Friday, June 30, 2017

Cappuccino and Espresso and Crema Caffe, OH MY!

Before coming to Italy for this study abroad program I was told over and over that the espresso and cappuccino I would have would never compare to that which is made in America. The people who told me that were right. I am not a coffee drinker, I will only rarely get an iced caramel macchiato from Starbucks but the coffee served at Sandy Caffe in Arezzo has changed my tastebuds forever. 
In class we learned that coffee is native to Ethiopia. 
The blend offered to us at the roaster was a combination of nine different beans originating from all over the world. Upon arrival to the caffe we were served fresh cappuccinos. The sweet, frothiness of the milk perfectly matched the rich flavor of the beans and left me wanting another cup, even with the knowledge I would be wired from the caffeine for hours to come. 
The tour we took of the roaster showed us each of the steps we had learned about in class.
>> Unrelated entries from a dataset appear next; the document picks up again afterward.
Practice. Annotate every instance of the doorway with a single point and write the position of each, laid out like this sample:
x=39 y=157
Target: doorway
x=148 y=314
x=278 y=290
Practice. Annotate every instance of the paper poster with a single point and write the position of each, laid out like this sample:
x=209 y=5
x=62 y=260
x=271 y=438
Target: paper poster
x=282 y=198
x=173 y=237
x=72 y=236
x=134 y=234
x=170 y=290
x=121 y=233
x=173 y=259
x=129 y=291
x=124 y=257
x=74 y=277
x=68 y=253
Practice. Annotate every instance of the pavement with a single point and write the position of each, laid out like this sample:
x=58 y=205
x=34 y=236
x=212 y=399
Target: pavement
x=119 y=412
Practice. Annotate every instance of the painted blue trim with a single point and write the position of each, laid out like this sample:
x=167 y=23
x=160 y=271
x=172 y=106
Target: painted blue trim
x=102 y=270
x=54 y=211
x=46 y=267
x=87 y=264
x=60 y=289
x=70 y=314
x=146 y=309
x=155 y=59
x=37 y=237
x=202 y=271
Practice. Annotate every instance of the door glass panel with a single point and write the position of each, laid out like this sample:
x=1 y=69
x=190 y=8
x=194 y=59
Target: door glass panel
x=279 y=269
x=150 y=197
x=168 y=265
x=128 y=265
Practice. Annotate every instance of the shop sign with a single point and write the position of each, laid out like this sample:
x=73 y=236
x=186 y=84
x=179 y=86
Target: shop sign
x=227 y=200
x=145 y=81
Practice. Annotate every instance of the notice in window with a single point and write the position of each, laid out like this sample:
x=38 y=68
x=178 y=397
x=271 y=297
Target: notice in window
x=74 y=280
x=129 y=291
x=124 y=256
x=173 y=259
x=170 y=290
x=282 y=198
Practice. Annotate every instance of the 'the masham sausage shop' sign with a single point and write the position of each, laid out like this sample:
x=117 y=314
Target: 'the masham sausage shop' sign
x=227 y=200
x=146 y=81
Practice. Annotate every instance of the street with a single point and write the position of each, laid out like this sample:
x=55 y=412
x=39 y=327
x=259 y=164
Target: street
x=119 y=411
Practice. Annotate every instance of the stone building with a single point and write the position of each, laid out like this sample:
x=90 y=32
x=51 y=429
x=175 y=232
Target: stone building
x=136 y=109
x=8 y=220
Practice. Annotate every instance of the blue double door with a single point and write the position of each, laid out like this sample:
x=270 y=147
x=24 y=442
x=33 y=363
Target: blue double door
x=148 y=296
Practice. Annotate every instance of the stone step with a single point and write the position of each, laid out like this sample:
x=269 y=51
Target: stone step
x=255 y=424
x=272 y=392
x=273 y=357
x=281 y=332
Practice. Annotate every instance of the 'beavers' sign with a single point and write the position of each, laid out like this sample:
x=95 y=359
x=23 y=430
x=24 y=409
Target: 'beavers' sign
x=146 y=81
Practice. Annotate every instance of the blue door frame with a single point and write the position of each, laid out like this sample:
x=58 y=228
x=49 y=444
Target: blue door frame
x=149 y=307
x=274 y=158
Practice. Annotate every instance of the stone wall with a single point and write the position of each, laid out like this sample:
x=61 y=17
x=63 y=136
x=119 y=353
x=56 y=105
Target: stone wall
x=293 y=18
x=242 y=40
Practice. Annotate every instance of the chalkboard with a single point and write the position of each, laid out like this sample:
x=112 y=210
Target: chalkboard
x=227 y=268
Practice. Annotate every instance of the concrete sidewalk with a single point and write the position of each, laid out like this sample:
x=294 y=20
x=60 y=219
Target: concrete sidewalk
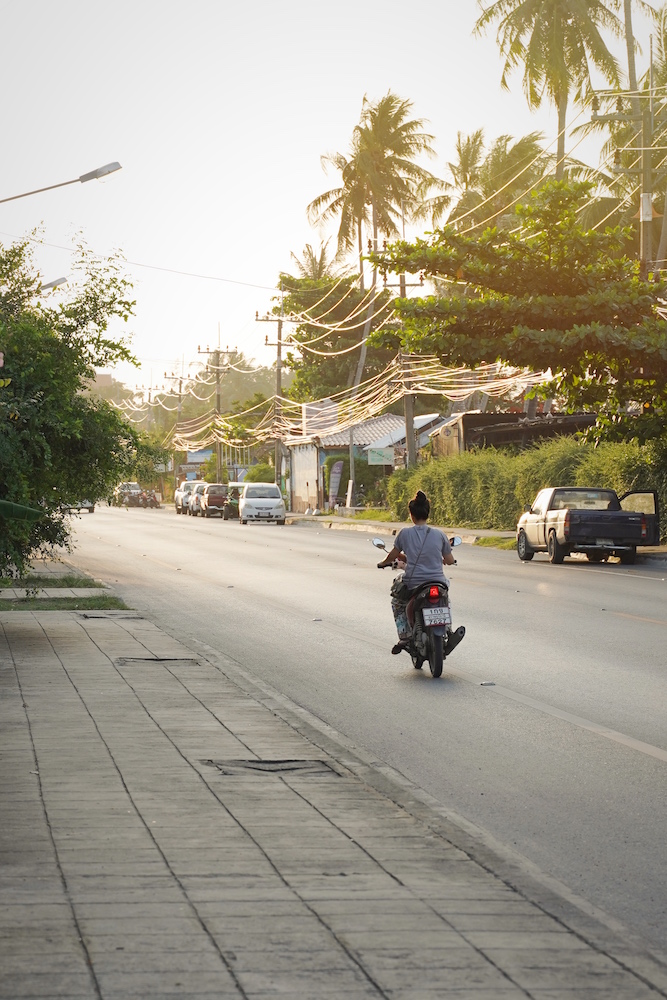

There were giant burlap sacks of raw, pre-roasted beans that were odorless and green-gray in color. These beans were poured into a vat that would make its way into a machine that would steam roast them to the perfect degree. We watched as the worker checked the beans’ color every few seconds to ensure they reached the correct level of roasting required before being blended together. Each variety of bean from varying locations around the world were first roasted separately and then blended to ensure that the varying sizes and shapes of the beans received the correct amount of roasting necessary before entering the blend. Once the correct coloring was achieved they would fall from the vat into an area where they would be turned and aeration would occur to being cooling the beans and prevent further roasting. Once cool the beans would fall onto a conveyor belt where they would be added together to create the perfect blend to be sold.